Полина Ивановна кивнула: «Понимаю». Она низко нагнулась, приглядываясь к дочери, взяла ее руки в свои, нежно погладила.
– Только ты не смейся надо мной, ладно? – Инесса нервно засмеялась, но руки не выдернула, оставила их, пусть чуть-чуть полежат, погреются в маминых.
– Не буду, доченька, что ты, – Полина Ивановна прижала руки дочери к сердцу.
Инессе показалось, что она слышит равномерный стук, родной – пусть он стучит вечно. И сейчас ей ничего не чудится. Все приняло обычные формы. Стук материнского сердца. Тепло рук.
– Понимаешь, мне кажется, что в новом офисе слышатся слова какие-то странные, – Инесса склонила голову, боясь посмотреть матери в глаза, вдруг она тоже покрутит пальцем у виска. – «На крыше крысы голодают, отнесите им еду». И мне кажется, что и другие сотрудники эти слова тоже слышат, но боятся в этом признаваться.
Инесса посмотрела на мать, вспомнив Голубенко с его татарскими глазами, Норкина с бегающими смотровыми щелями и многих других.
– А-а, это бывает, – рассудительно ответила Полина Ивановна, – на некоторых фирмах устанавливают аудикодирование. В вентиляторе.

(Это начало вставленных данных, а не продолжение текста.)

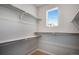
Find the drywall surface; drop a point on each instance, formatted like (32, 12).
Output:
(12, 27)
(29, 8)
(59, 43)
(19, 47)
(67, 14)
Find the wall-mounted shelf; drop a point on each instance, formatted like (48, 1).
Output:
(21, 38)
(37, 18)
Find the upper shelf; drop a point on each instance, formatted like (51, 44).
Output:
(18, 9)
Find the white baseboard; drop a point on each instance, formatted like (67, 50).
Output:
(49, 53)
(41, 51)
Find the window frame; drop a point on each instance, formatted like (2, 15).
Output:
(55, 8)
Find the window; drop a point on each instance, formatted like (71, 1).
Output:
(52, 17)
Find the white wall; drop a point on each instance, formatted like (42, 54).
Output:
(67, 13)
(11, 27)
(29, 8)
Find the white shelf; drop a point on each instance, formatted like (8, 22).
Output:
(21, 38)
(18, 9)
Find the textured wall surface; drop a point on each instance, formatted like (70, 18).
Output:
(13, 27)
(19, 47)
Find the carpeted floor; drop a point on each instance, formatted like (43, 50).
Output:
(39, 53)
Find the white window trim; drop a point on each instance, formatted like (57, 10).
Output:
(47, 15)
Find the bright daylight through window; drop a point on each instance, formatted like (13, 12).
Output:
(52, 17)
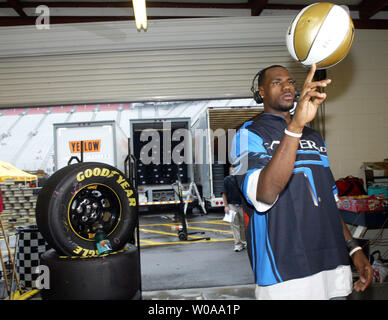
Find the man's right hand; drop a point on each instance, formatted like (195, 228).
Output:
(309, 101)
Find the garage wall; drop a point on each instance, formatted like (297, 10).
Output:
(357, 105)
(113, 62)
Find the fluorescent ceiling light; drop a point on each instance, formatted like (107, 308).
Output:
(140, 11)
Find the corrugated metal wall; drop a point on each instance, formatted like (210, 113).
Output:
(112, 62)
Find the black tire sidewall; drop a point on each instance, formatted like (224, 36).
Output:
(110, 277)
(65, 238)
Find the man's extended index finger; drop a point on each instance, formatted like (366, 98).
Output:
(311, 73)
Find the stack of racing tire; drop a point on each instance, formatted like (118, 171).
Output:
(72, 201)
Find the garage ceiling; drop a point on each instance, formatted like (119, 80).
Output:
(367, 14)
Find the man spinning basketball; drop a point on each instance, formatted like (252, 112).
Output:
(298, 245)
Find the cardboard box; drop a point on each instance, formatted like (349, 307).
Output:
(362, 204)
(378, 168)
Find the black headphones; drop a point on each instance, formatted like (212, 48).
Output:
(256, 95)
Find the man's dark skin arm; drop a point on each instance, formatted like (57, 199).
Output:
(361, 262)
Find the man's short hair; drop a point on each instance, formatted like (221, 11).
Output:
(261, 77)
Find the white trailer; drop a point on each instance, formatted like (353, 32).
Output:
(101, 141)
(212, 133)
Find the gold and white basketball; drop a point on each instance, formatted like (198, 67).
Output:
(321, 33)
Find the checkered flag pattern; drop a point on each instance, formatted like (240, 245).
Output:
(30, 246)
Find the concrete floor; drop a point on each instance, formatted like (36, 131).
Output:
(200, 270)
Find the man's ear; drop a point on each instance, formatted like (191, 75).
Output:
(261, 92)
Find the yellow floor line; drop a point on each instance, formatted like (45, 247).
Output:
(165, 233)
(208, 229)
(185, 242)
(216, 221)
(220, 222)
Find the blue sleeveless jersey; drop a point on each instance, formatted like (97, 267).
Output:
(302, 232)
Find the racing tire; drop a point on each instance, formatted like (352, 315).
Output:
(79, 197)
(115, 276)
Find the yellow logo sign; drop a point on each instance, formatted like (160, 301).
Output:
(88, 146)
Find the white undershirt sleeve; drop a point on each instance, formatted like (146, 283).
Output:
(251, 193)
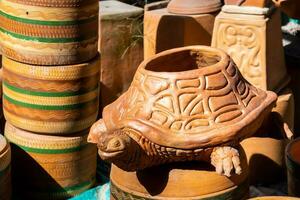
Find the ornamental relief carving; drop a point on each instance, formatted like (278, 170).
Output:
(244, 43)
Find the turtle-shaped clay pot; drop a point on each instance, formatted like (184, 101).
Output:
(184, 104)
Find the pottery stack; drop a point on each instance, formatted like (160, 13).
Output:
(50, 94)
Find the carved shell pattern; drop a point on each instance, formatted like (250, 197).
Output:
(189, 105)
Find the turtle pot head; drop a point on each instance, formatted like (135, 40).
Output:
(113, 146)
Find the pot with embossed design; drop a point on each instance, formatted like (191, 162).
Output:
(185, 104)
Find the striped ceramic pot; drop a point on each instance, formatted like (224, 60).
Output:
(49, 32)
(51, 100)
(5, 179)
(50, 167)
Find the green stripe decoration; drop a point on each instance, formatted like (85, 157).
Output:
(48, 94)
(48, 40)
(52, 151)
(48, 107)
(49, 23)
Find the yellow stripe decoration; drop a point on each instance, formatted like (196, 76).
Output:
(54, 101)
(48, 127)
(69, 72)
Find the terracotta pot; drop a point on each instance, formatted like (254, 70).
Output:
(293, 167)
(5, 179)
(289, 7)
(191, 7)
(256, 3)
(265, 151)
(49, 32)
(175, 108)
(54, 167)
(184, 181)
(51, 100)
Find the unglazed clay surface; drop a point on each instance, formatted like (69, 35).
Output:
(191, 7)
(175, 108)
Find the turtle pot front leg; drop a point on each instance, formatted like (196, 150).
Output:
(225, 159)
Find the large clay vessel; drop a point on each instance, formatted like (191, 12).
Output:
(5, 179)
(59, 32)
(174, 110)
(190, 7)
(51, 100)
(50, 167)
(184, 181)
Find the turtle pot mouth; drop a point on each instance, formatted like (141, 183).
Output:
(184, 59)
(293, 152)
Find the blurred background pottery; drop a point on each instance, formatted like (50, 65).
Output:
(191, 7)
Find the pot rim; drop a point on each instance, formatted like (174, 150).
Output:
(287, 151)
(224, 60)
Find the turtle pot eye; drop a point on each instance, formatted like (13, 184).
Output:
(183, 61)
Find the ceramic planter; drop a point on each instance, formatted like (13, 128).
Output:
(256, 3)
(250, 35)
(163, 30)
(54, 167)
(174, 110)
(49, 32)
(5, 174)
(51, 100)
(191, 7)
(182, 181)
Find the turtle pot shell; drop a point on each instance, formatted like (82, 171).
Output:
(183, 97)
(190, 7)
(47, 32)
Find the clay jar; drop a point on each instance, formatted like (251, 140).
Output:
(257, 3)
(289, 7)
(192, 7)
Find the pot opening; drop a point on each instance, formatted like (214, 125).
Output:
(183, 61)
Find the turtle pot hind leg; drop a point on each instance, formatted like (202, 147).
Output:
(225, 159)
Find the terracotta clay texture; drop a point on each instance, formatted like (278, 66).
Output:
(163, 30)
(57, 167)
(49, 32)
(121, 47)
(256, 3)
(265, 150)
(5, 179)
(289, 7)
(182, 181)
(174, 110)
(293, 167)
(192, 7)
(51, 100)
(250, 39)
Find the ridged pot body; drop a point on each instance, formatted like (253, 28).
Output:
(5, 169)
(53, 167)
(49, 32)
(184, 181)
(51, 100)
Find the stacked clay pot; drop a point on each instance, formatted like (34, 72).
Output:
(50, 94)
(5, 179)
(58, 32)
(57, 167)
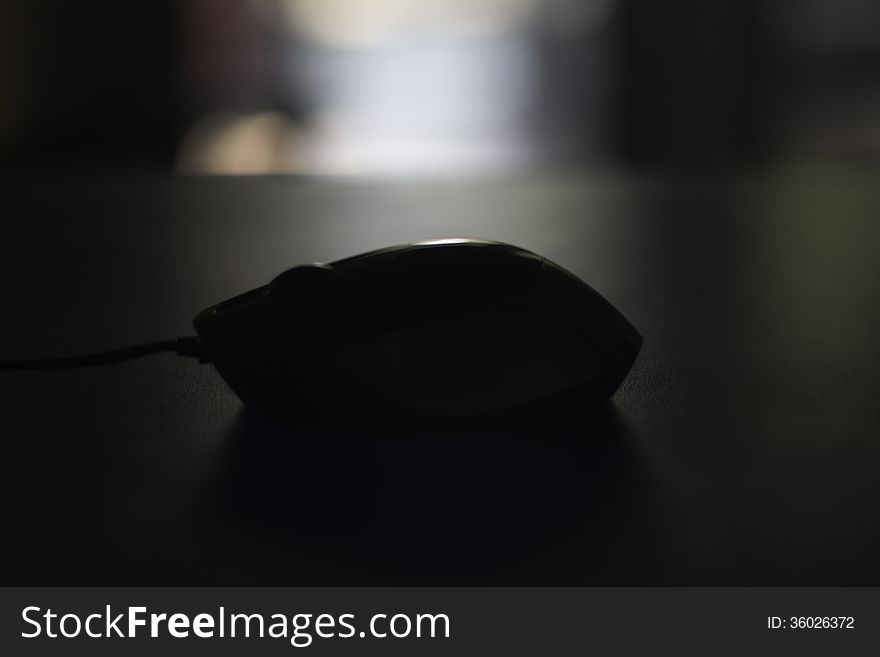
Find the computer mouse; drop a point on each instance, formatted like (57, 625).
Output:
(453, 327)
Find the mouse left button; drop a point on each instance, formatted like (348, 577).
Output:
(298, 277)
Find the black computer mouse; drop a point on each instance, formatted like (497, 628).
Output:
(454, 327)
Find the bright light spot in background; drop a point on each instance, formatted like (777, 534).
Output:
(376, 23)
(397, 87)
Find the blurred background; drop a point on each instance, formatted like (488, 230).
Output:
(435, 87)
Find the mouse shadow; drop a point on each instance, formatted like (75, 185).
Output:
(553, 495)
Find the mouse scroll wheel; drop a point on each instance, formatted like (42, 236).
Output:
(299, 277)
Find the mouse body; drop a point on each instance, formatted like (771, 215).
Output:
(455, 328)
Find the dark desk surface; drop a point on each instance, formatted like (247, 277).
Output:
(743, 449)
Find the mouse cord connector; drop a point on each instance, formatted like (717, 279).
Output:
(186, 346)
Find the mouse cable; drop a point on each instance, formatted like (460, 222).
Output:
(188, 346)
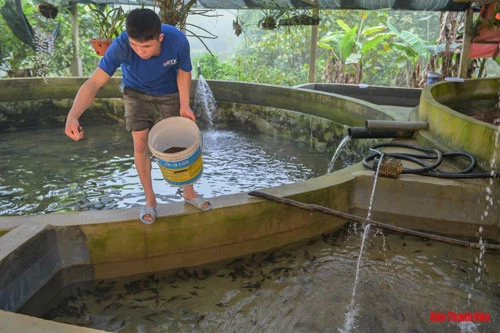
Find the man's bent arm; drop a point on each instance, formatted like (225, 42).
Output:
(184, 86)
(82, 102)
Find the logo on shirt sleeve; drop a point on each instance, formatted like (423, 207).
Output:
(170, 62)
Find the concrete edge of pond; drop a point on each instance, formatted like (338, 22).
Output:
(452, 128)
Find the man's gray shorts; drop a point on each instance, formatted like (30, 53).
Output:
(142, 110)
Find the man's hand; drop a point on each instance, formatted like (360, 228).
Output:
(73, 129)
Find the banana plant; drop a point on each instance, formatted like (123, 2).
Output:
(349, 47)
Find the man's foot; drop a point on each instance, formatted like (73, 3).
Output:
(148, 215)
(199, 202)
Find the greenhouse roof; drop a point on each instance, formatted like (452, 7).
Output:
(414, 5)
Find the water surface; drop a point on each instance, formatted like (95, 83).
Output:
(307, 286)
(43, 171)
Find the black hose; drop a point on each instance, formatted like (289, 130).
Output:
(426, 169)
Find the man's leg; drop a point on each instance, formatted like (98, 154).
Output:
(143, 166)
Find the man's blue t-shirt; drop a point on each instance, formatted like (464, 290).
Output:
(154, 76)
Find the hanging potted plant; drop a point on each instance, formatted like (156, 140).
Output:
(300, 18)
(110, 23)
(272, 12)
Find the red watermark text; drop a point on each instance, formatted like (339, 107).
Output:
(458, 317)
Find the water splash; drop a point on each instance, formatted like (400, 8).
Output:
(204, 103)
(352, 311)
(342, 143)
(479, 261)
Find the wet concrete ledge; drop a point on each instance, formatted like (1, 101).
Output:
(453, 129)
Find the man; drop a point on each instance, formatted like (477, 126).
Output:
(156, 67)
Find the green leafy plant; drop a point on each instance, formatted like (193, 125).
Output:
(271, 11)
(110, 21)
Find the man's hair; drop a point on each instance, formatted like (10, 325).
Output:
(143, 24)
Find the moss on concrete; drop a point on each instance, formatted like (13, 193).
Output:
(455, 130)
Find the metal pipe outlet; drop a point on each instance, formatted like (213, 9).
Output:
(366, 133)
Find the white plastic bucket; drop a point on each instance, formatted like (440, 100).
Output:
(176, 144)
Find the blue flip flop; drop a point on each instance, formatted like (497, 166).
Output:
(199, 202)
(148, 211)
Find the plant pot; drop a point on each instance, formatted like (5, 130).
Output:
(100, 45)
(300, 20)
(48, 10)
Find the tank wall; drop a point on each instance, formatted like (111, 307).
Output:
(455, 130)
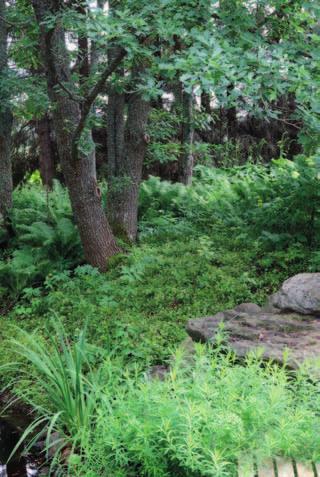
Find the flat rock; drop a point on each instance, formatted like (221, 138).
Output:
(275, 333)
(300, 294)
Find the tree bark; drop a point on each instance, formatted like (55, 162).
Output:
(126, 150)
(46, 153)
(96, 235)
(186, 160)
(6, 185)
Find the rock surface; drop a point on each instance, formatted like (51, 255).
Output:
(300, 293)
(275, 334)
(286, 329)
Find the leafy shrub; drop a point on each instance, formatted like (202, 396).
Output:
(205, 416)
(277, 205)
(202, 419)
(45, 240)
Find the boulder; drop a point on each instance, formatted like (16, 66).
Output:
(300, 294)
(289, 337)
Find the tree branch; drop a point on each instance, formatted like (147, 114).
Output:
(89, 100)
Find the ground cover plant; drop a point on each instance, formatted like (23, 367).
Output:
(206, 415)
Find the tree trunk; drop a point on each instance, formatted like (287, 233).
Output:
(46, 153)
(126, 151)
(6, 186)
(187, 160)
(96, 235)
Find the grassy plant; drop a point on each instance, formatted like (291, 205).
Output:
(200, 421)
(69, 389)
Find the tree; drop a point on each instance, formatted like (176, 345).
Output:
(46, 151)
(70, 113)
(5, 121)
(127, 142)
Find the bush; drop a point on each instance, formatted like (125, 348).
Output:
(205, 416)
(45, 239)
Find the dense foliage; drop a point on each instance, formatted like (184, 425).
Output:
(159, 161)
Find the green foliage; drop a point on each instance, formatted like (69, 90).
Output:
(202, 419)
(45, 238)
(205, 416)
(278, 206)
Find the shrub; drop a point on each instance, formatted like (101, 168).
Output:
(45, 239)
(205, 416)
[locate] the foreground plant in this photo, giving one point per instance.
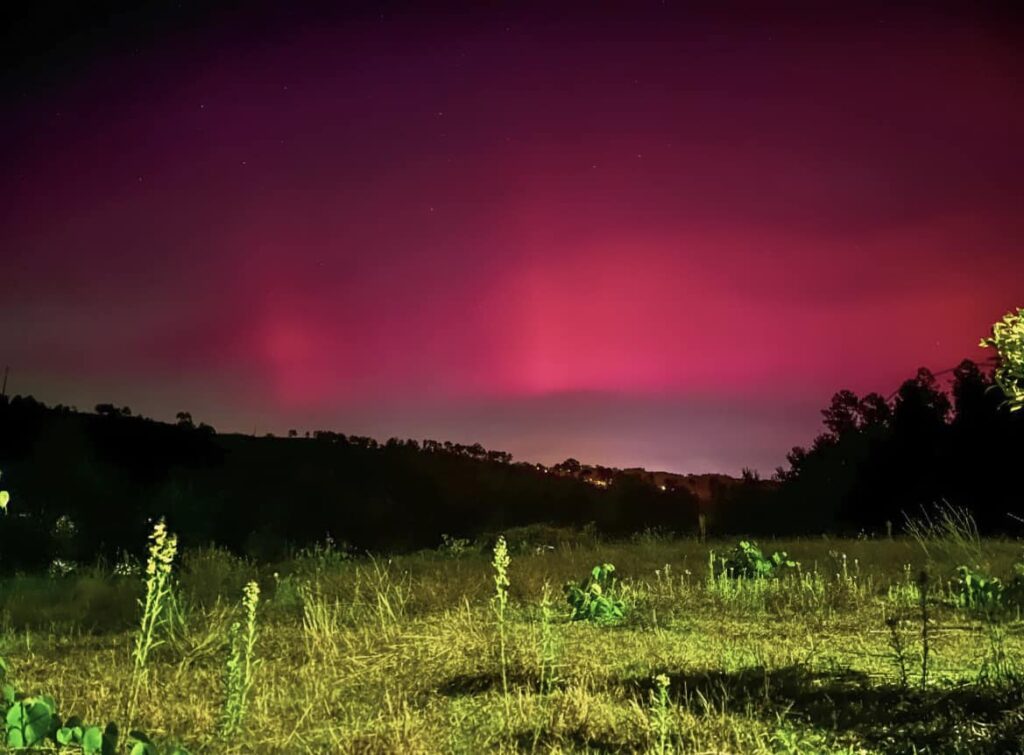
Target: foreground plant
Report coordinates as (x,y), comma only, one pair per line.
(241,665)
(163,547)
(748,560)
(659,716)
(596,598)
(500,603)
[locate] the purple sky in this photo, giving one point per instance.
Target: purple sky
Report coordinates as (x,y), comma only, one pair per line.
(644,235)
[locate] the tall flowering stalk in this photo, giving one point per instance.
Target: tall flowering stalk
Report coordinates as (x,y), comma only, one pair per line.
(241,665)
(500,602)
(163,547)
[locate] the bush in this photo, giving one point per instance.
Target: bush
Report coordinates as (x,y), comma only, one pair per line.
(596,598)
(748,560)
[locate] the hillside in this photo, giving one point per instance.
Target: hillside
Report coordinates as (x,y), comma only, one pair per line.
(111,472)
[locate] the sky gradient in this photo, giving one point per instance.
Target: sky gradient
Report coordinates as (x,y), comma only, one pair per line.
(641,235)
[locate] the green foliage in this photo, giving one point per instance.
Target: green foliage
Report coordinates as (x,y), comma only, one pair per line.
(979,592)
(1008,340)
(241,665)
(500,602)
(33,722)
(597,597)
(163,547)
(748,560)
(4,498)
(659,715)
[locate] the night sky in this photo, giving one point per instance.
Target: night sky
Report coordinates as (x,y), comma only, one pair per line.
(644,234)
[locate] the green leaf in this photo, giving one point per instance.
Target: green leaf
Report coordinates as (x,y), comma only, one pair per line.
(92,741)
(30,721)
(111,736)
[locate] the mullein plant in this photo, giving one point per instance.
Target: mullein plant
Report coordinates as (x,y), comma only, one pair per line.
(4,498)
(241,665)
(163,547)
(500,602)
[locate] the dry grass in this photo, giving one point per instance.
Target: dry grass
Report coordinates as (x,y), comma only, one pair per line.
(400,655)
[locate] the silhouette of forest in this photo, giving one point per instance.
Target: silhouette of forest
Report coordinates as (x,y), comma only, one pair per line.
(113,473)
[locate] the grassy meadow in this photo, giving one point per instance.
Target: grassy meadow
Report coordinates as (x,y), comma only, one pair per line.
(866,645)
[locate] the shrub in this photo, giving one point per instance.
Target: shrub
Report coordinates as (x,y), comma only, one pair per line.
(748,560)
(596,598)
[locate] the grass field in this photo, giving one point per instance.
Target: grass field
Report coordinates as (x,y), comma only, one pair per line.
(403,655)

– Где устанавливают? Какое аудикодирование? – Инесса даже руками всплеснула. – Зачем – аудикодирование?
– Это такая штука, вставляют в вентилятор, и он разносит по всему зданию шум или музыку с постоянно звучащим фоном, – сказала Полина Ивановна голосом опытного мастера, словно она сама занималась аудикодированием и всю свою жизнь только и делала, что стояла на стремянке и вкручивала в лопасти разные пакости. Мама все знает. Она по-прежнему, как в далеком детстве, может объяснить любое явление в природе. Перед Инессой сидела не древняя старушка, а молодая современная женщина, продвинутая, в отличие от несмышленой дочери. Инесса почувствовала себя маленькой девочкой, ей срочно захотелось залезть в норку под одеялом.
– Зачем? – порывисто выдохнула Инесса.
– Кто знает, шутит кто-нибудь, прикалывается над вами. Скоро Новый год. Розыгрыш какой-нибудь, чтобы потом посмеяться над всеми.
Инесса припомнила горку еды на лестничной площадке перед чердаком. Гришанкова на стремянке, Егорову с серебристым рулоном под мышкой, Норкина со свертком. Ужас!
– А что делать? – спросила Инесса, немея от мысли, что она так ничего и не отнесла на чердак, ни кусочка хлеба.
Несчастные крысы запросто могут умереть без еды. Они же голодают!
– Надо сказать начальнику, самому главному, пусть разберется. Никому больше не говори, только ему. Вдруг это конкуренты встроили в вентилятор эту штуку, чтобы выбить весь коллектив из трудовой колеи, – материнский голос монотонно разносился по кухне.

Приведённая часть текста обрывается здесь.